The c!tommy/c!tubbo finale was not a finale. It was a shitty attempt at segueing the current dsmp lore into Volume 2, which at best is the streaming equivalent of a cash-grab sequel, and at worst, an active ploy to ignore cc!dream's grooming allegations and go on with the server as if nothing ever happened.
c!tommy's story would not have ended in abuse apologism if they hadn't intended to do the second volume of the dsmp. Which not only means that the content creators involved with the finale (tommy, tubbo, dream, et cetera) had sacrificed a respectable ending to a story with heavy subjects and themes of abuse and suicide, they had also sacrificed it just so that they could move on to a new era in the hopes of raking in more dsmp views.
That alone is gross and unsavory, but what's even more despicable is the fact that right alongside the lore streams they were doing, thousands of fans had trended for days about cc!dream's grooming allegations and all of that had been outright ignored. And then they were spit in the face with the dsmp finale, which ended with a canonical abuse victim forgiving his abuser for no fucking reason and the announcement that tommy and tubbo were indeed staying for the next volume of the dsmp.
You know. The groomer's server.
You know what's also really fucking weird? the fact that not even an hour before that godforsaken lore stream, tommy had been ranting in twitch chat about how irredeemable c!dream was. This makes the ending even more disgusting because tommy literally fucking KNEW that there were themes surrounding his character's story that were serious and heavy and he still went along with it just so that he could get his stupid ass season 2 on that stupid ass groomer's dying server. I am immeasurably disgusted by this.
I know there are people who are insisting that the story Tommy had intended for c!tommy must have been changed by dream, or at the very least, had been edited from its original concept by dream. due to the absolute whiplash that was tommy's statements before stream and what actually happened in stream, i had been inclined to believe that as well. But even if the horrific lore stream was the result of cc!dream meddling with the intended finale, tommy still did the finale. He was still the one who had the gall to end a well-loved story with the abused character forgiving his abuser. He was the one to say "I'm sorry" to c!dream while acting in character, not cc!dream.
Genuinely, unless cc!dream decided to go on an irl villain arc and hold tommy's family hostage unless he went along with the minecraft roleplay finale, there really is no justification for this. Especially since Tommy does plan to continue streaming on the server after this. And apparently, tommy also plans to stay silent and ignore the fact that the motherfucker he's streaming with is neck deep in abuse and grooming allegations. Not to mention every other fucked up thing dream has done with his platform. There's no feasible way for tommy to explain how he could ignore thousands of people criticizing him specifically for doing lore in the middle of a four day long mass callout against an alleged groomer. There's just no possible way he didn't catch wind of that.
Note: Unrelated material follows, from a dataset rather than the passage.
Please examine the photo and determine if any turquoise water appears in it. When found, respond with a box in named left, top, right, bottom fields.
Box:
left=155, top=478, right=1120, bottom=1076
And I mean, I know every other cc that has decided to associate with dream during this finale and in other content involving dream are also at fault for sweeping the allegations under the rug, but tommy in particular has managed to be egregiously ignorant of the entire situation. It's so disappointing to see him be this abrasively supportive of dream by streaming with him for 4 days straight and then ending one of the most important series of his entire career with abuse apologism and a chipper little "Can't wait for season 2!!!!! :))" in the midst of tidal waves of criticism for helping maintain a groomer's platform. Like fuck you, dude.
It's just sooo. Yeah. I know i've been saying over and Over that i am incredibly disappointed by tommy's behavior; honestly, I probably sound like a broken record. But it just feels so upsetting that a year and a half of my life was spent supporting a cc who is choosing to actively fan the flame of this fucking dumpster fire. It hurts to be ignored this abrasively when all we're doing is trying to get justice for a grooming victim. It hurts to feel like i have to work against him just to have the voices of grooming victims be heard in this hellhole of a fandom.
tldr, this whole situation sucks. what else is new.